A practical stabilization checklist

If you need to stabilize flaky E2E tests in GitHub Actions quickly, use this checklist in order:

  1. Reproduce the failure in CI with full artifacts enabled
  2. Capture browser traces, screenshots, and videos on failure
  3. Log environment details, browser version, and runtime image
  4. Replace sleep-based waits with state-based assertions
  5. Tighten selectors to roles, labels, or stable test IDs
  6. Isolate test data and remove shared state
  7. Align viewport, locale, timezone, and browser versions
  8. Add a small retry budget only as a temporary guardrail
  9. Verify app readiness before browser tests begin
  10. Remove or reduce retries once the underlying issue is fixed

This order matters because retries and timeouts are the easiest knobs to turn, but they are not usually the first knobs that should be turned.

What a stable E2E suite looks like

A stable browser test suite is not one that never fails.
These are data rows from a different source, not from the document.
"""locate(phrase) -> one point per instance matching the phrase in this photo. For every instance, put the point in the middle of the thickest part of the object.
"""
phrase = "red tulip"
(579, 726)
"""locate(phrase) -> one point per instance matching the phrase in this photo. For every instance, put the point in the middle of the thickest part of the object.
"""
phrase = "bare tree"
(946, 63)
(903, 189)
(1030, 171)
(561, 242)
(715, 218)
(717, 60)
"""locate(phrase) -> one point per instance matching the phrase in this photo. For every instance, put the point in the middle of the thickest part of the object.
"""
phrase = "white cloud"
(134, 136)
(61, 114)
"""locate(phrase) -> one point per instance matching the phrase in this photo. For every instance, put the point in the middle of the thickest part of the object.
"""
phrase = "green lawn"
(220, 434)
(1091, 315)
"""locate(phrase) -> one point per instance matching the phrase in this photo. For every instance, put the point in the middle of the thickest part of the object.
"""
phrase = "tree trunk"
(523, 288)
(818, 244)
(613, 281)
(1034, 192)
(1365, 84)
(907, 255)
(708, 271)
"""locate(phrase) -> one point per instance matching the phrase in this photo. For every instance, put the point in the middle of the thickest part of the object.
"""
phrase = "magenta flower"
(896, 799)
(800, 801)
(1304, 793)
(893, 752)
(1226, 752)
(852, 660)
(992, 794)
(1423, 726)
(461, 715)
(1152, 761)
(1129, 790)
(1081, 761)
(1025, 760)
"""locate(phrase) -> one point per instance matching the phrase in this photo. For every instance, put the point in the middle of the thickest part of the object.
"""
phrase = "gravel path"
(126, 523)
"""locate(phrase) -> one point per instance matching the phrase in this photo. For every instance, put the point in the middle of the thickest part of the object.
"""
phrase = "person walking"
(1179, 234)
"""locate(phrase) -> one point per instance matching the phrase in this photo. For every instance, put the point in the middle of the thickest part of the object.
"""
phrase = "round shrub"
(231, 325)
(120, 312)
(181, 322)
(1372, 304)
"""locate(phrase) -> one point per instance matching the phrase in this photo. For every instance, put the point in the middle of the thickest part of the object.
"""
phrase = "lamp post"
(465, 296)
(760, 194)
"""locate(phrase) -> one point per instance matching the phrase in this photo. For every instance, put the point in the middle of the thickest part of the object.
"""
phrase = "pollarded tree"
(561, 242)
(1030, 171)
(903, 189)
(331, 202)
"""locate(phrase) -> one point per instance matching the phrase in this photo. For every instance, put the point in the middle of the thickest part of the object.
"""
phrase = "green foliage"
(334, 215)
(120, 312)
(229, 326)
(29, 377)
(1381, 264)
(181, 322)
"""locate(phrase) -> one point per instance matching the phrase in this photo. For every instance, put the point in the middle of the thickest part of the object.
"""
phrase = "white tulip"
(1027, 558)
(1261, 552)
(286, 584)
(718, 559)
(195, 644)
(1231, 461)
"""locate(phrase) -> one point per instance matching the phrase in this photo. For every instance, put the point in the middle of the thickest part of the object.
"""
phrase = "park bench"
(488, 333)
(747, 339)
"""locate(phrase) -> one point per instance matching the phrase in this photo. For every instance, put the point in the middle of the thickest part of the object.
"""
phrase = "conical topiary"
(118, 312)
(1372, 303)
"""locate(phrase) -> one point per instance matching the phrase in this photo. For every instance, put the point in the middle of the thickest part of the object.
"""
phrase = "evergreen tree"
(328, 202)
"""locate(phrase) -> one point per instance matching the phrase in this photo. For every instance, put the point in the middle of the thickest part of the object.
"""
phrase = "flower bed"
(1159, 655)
It is one that fails for understandable reasons, surfaces good diagnostics, and behaves consistently across local and CI environments.

You know you are getting closer when:

  • failures point to a specific selector, request, or state transition
  • traces explain what the browser saw before the assertion failed
  • the same test fails the same way across reruns when a bug exists
  • the suite no longer depends on runner speed or lucky timing
  • retries become rare instead of routine

That is the real goal of CI reliability, not to eliminate every source of variance, but to make variance visible, bounded, and actionable.

Final thoughts

When browser tests pass locally and fail in GitHub Actions, the issue is usually some combination of timing, environment drift, test data isolation, and missing diagnostics. The fastest path to stability is not adding more retries. It is building enough observability to understand the failure, then tightening the test so it waits on the right thing and asserts the right behavior.

If you approach flaky E2E tests as a system problem, you will usually find that the fix is practical: better selectors, clearer readiness checks, fewer shared dependencies, and CI artifacts that tell the full story. That is how teams move from reactive reruns to dependable automation.

For deeper background on the execution model behind these pipelines, the official docs for GitHub Actions and the broader concepts of continuous integration and test automation are useful references.